Culto y desprecio del cuerpo
Entre los modos de vida y costumbres que se van imponiendo, con mayor rapidez y extensión en algunos ambientes, puede advertirse una estimación doble, alternativa y contrastante del cuerpo humano: se le rinde culto y se lo desprecia. Al hablar de culto no me refiero al cuidado que corresponde brindar a la salud corporal y al uso de los arbitrios científicos, al arsenal de medios que hoy nos ofrecen la medicina y otras disciplinas para conservarla y gozar de ella plenamente. Esto es lo natural, lo que corresponde; por ejemplo: buena dieta, deporte, vida sana y demás recursos. Así habrá sido siempre, según se podía. El apóstol Pablo dice, de paso, en su Carta a los Efesios: "Nadie menosprecia a su propio cuerpo, sino que lo alimenta y lo cuida". Tampoco censuro el razonable deseo de lucir elegante, de realzar la belleza física y disimular los defectos. Reconozcamos, con todo, que se cae frecuentemente en exageraciones: a muchas y muchos ya no basta la cosmética abundante; se extiende, entre quienes están en condiciones de pagarlo, la inclinación al recurso quirúrgico. La entrega al culto del cuerpo tiene grados y localizaciones; depende de niveles culturales y sociales: desde la obsesión por atraer la admiración, la mirada ajena, la cámara y la circulación de la propia imagen por Facebook, hasta el extremo del narcisismo patente en las cirugías "íntimas" femeninas y en el agrandamiento artificioso del "adminículo" masculino, siempre con fines placenteros. A las musculaturas varoniles monstruosamente abultadas por los aparatos se suma ahora, también en ellos, la moda de la depilación. En esta categoría excesiva se podría incluir el atletismo del placer sexual, que compite sospechosamente con el eros y desplaza por completo el afecto de amor.

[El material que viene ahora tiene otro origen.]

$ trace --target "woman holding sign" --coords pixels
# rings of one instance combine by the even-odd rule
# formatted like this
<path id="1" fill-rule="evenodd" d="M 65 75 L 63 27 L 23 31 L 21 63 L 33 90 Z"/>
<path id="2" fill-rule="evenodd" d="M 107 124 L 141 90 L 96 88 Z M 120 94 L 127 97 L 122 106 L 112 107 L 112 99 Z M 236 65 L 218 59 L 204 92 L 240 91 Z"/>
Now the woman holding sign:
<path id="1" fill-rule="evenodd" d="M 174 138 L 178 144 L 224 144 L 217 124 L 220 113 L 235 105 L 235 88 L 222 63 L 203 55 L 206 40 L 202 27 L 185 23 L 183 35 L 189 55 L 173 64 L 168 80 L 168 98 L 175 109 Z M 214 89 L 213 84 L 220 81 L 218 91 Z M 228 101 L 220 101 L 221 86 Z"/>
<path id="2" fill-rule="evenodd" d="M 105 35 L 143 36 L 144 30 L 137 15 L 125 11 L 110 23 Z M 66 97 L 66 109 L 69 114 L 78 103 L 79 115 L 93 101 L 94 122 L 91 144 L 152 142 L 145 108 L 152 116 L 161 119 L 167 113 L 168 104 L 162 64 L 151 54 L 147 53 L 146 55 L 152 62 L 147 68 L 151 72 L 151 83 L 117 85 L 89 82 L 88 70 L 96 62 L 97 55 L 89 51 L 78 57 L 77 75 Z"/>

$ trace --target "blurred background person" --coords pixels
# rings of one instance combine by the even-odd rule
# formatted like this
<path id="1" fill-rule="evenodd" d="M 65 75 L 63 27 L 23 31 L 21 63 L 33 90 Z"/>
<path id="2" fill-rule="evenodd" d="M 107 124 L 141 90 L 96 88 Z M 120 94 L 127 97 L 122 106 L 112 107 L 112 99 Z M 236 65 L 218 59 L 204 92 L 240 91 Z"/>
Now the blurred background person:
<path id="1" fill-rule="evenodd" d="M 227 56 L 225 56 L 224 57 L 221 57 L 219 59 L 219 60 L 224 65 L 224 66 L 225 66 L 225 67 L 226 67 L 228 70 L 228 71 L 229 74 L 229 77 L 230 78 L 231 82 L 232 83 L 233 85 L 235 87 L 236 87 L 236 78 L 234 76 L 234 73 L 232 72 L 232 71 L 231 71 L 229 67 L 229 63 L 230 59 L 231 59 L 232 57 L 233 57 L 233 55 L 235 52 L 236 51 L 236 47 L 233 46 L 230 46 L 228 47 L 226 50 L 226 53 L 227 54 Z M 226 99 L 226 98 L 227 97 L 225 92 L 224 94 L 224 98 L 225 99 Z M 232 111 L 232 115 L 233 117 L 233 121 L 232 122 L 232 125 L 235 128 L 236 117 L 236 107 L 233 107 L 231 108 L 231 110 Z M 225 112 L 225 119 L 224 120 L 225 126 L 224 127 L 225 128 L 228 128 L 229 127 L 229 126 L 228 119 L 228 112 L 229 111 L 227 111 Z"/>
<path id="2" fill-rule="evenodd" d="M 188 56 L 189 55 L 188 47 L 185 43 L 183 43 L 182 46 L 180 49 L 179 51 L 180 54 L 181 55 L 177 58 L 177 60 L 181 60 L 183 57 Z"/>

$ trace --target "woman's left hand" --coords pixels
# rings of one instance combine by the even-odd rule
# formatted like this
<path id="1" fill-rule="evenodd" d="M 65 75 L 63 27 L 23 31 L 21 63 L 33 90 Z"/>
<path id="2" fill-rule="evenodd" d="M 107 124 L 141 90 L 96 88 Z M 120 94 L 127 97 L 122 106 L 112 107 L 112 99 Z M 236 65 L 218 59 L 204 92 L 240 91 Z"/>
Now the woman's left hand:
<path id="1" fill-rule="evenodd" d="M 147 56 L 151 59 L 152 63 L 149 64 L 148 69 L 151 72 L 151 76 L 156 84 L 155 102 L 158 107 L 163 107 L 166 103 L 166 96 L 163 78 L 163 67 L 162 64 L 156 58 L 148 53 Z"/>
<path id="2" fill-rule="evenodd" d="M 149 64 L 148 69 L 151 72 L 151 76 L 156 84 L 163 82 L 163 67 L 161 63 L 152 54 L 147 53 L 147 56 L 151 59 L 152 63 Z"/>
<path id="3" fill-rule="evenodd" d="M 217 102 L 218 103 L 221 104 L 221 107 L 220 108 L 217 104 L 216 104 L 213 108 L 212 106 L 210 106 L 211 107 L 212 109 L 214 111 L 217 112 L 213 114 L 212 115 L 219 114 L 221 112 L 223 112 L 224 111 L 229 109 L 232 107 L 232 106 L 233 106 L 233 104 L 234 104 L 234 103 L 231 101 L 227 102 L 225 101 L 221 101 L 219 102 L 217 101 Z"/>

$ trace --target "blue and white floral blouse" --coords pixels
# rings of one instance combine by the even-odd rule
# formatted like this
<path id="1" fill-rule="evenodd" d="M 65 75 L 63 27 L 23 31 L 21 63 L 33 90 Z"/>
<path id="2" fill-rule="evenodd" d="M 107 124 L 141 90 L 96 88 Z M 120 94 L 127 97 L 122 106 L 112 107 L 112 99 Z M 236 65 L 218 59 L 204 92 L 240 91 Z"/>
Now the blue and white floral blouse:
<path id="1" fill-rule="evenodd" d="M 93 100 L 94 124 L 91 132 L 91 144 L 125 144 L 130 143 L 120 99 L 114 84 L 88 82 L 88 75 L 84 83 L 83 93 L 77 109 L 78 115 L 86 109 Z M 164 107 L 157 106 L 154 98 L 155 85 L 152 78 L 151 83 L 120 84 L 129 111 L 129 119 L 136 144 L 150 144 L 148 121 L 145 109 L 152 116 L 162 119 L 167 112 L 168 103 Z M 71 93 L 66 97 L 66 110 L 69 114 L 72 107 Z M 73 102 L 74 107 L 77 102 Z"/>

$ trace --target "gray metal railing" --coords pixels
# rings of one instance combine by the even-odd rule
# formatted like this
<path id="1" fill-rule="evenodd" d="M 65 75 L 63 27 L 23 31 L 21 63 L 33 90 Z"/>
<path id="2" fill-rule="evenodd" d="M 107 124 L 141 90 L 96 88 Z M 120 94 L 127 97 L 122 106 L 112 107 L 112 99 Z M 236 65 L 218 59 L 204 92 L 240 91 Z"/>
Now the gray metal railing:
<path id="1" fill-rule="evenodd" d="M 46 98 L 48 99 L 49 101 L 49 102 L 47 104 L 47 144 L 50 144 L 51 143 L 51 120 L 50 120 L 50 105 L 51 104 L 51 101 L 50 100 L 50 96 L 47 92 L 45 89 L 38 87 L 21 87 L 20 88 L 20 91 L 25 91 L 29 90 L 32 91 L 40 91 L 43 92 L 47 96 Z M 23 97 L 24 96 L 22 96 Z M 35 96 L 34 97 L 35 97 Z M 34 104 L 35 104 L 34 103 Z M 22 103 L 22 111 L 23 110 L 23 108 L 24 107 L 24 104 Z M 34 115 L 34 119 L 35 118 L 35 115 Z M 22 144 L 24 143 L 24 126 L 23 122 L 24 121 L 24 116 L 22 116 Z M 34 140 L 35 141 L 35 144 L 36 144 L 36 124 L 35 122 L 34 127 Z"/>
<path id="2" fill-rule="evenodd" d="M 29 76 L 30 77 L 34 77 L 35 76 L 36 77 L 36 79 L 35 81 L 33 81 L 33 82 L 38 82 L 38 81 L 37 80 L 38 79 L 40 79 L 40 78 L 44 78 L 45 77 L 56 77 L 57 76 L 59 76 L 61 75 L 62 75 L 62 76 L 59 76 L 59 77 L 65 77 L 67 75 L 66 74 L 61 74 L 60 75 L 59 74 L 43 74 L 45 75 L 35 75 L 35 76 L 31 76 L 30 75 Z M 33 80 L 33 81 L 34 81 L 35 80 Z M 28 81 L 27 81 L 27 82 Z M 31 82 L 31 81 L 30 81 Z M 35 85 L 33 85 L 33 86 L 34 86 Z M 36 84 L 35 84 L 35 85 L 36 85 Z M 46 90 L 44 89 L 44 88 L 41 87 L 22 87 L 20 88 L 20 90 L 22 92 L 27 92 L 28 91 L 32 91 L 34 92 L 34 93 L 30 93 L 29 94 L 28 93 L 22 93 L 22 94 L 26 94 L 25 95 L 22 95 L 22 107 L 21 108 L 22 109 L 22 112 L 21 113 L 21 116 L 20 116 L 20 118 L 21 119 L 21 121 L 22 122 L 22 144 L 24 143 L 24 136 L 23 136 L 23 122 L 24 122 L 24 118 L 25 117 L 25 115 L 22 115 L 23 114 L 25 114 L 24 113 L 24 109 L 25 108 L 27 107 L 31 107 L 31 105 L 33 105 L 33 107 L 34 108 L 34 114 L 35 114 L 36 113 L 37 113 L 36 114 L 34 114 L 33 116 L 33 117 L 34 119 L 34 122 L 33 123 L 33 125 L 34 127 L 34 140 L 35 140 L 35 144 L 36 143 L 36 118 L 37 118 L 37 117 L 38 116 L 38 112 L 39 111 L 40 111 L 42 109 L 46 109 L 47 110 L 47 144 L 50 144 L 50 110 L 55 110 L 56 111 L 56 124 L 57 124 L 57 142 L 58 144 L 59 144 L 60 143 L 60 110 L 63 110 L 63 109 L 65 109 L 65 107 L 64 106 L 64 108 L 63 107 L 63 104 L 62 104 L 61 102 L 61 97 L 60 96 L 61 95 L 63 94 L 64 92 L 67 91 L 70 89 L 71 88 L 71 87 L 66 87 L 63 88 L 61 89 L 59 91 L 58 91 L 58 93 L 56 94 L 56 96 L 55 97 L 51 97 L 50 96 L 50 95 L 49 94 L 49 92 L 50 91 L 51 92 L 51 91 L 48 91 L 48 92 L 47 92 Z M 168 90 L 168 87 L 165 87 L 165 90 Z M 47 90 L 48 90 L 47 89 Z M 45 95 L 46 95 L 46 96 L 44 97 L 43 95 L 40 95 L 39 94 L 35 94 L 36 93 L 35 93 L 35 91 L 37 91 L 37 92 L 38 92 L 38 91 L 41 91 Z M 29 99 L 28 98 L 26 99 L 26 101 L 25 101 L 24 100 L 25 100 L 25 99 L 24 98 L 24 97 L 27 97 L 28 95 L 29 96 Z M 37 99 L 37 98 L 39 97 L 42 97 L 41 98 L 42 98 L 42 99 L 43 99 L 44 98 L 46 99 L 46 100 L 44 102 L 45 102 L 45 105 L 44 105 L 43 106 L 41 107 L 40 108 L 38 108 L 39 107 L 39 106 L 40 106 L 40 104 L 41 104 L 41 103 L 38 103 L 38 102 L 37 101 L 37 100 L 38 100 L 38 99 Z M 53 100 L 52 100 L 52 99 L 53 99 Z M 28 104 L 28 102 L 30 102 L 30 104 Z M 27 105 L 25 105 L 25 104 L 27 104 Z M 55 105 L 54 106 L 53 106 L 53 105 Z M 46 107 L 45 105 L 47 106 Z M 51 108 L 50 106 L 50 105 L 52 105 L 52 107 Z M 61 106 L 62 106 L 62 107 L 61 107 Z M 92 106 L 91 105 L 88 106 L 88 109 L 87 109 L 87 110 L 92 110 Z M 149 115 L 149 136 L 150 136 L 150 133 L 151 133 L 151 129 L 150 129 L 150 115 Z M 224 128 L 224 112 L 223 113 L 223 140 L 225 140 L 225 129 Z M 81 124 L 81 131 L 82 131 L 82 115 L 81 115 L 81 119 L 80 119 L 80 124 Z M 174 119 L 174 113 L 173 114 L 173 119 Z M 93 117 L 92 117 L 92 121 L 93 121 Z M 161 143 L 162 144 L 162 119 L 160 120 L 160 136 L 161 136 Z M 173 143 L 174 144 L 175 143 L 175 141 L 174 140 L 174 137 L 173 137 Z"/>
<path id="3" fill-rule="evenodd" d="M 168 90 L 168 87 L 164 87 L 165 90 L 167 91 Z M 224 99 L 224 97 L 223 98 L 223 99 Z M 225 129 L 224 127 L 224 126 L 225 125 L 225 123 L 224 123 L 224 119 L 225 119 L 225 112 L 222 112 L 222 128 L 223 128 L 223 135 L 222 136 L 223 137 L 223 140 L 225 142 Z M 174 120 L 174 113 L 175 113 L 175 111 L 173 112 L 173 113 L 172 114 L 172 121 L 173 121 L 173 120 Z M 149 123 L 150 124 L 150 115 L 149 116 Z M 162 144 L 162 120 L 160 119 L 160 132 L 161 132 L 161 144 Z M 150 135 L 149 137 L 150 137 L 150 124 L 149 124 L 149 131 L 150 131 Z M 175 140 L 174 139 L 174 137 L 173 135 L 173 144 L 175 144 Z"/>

Si así se estima al cuerpo, ¿queda adentro algo más que vacío? Aquí se plantea la gran cuestión antropológica, la verdad del hombre, y del cuerpo en él. Cornelio Fabro, en un aforismo de su Libro de la existencia y de la libertad vagabunda, apunta: "Nuestro cuerpo es una cosa admirable, vale más como complejidad y belleza el cuerpo humano que toda la naturaleza tomada en su conjunto. La belleza del cuerpo humano trasciende cualquier valoración, porque debe servir a un espíritu". Y en otro pasaje: "La realidad del cuerpo es la realidad de la vida que circula a través de todos los órganos de la vida. Es todo, como es todo la conciencia, como es todo el alma". Estos términos aluden a la unidad de lo que somos, carne y espíritu, finitos, relativos, temporales, y a la vez absolutos, eternos. La mortalidad del hombre es la mortalidad de su cuerpo. He aquí el límite de nuestro modo de ser en el mundo, no la destrucción definitiva de nuestro ser.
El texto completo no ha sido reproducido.